Limitations of the study
The primary limitation of this study is the small sample size, consisting of only three cells and 16 tomograms. While we propose a model in Figure 11 based on the obtained data, the model incorporates various assumptions, such as the hypothesis that the degree of lamellipodia extension corresponds to distinct stages of lamellipodia formation. Further studies are necessary to validate these hypotheses. The small sample size reflects the challenges in preparing samples suitable for cryo-ET, which also introduces the risk of selection bias. The extended blotting process required for cryo-ET preparation can lead to cell desiccation and death. Indeed, we had to discard nearly half of the preparation grids because cryo-LM revealed that the cells had died. Moreover, even among surviving cells, many exhibited blebbing, indicating stress or damage (Figure S10). Consequently, when selecting grids containing healthy cells, only those with adequately thin ice layers for practical cryo-EM observation were chosen, comprising less than 20% of all prepared grids. This limitation resulted in a smaller sample size for analysis.
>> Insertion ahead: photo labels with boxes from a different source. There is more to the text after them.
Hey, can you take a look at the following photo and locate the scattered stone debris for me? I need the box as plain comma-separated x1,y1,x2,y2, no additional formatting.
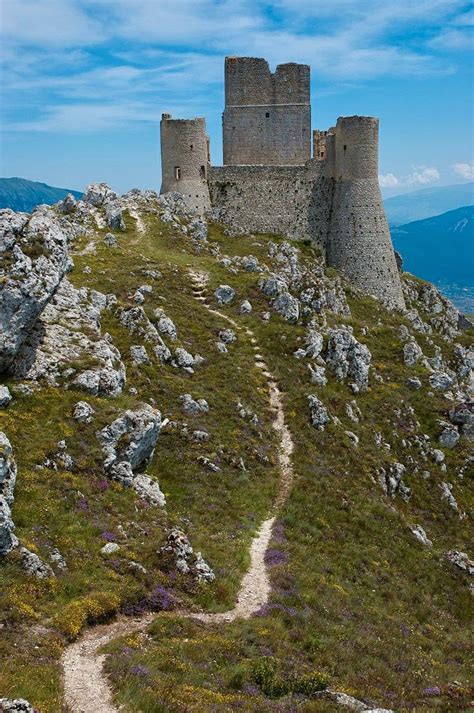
0,386,12,408
161,527,215,582
214,285,235,305
72,401,95,423
378,462,411,501
411,525,433,547
308,394,330,431
180,394,209,416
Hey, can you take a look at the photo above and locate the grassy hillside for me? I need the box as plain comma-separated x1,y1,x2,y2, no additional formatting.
391,205,474,312
0,178,82,213
0,196,473,713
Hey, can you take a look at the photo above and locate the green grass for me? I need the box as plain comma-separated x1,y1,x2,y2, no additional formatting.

Additionally, several methodological limitations warrant attention. First, the blotting process may introduce artifacts into the actin cytoskeleton. Second, the accuracy of cryo-CLEM was limited by the absence of specific fluorescent labels for precise correlation. Instead, we relied on the positions of Quantifoil holes to align structures, which occasionally led to misalignments. Finally, we excluded actin filaments shorter than 35 nm and those oriented vertically at angles greater than 40° relative to the basal plane. While this threshold reduced false positives, it also limited our ability to fully analyze the complexity of the actin network.
Resource availability
Lead contact
Further information and requests for resources and reagents should be directed to and will be fulfilled by the lead contact, Takao Nakata (info.cbio@tmd.ac.jp).
Materials availability
The present study generated several plasmids, which are available upon reasonable request.
Data and code availability
The reconstructed tomograms shown in Figures 5, 6, and 8 have been deposited in the EMDB under the following IDs: EMD-61088, EMD-61091, EMD-61092, and EMD-61093. The raw tilt images, prior to 3D reconstruction, as well as the segmentation data, have been deposited in the EMPIAR (ID: EMPIAR-12292).
This study used custom MATLAB scripts for data analysis. The code is available upon reasonable request.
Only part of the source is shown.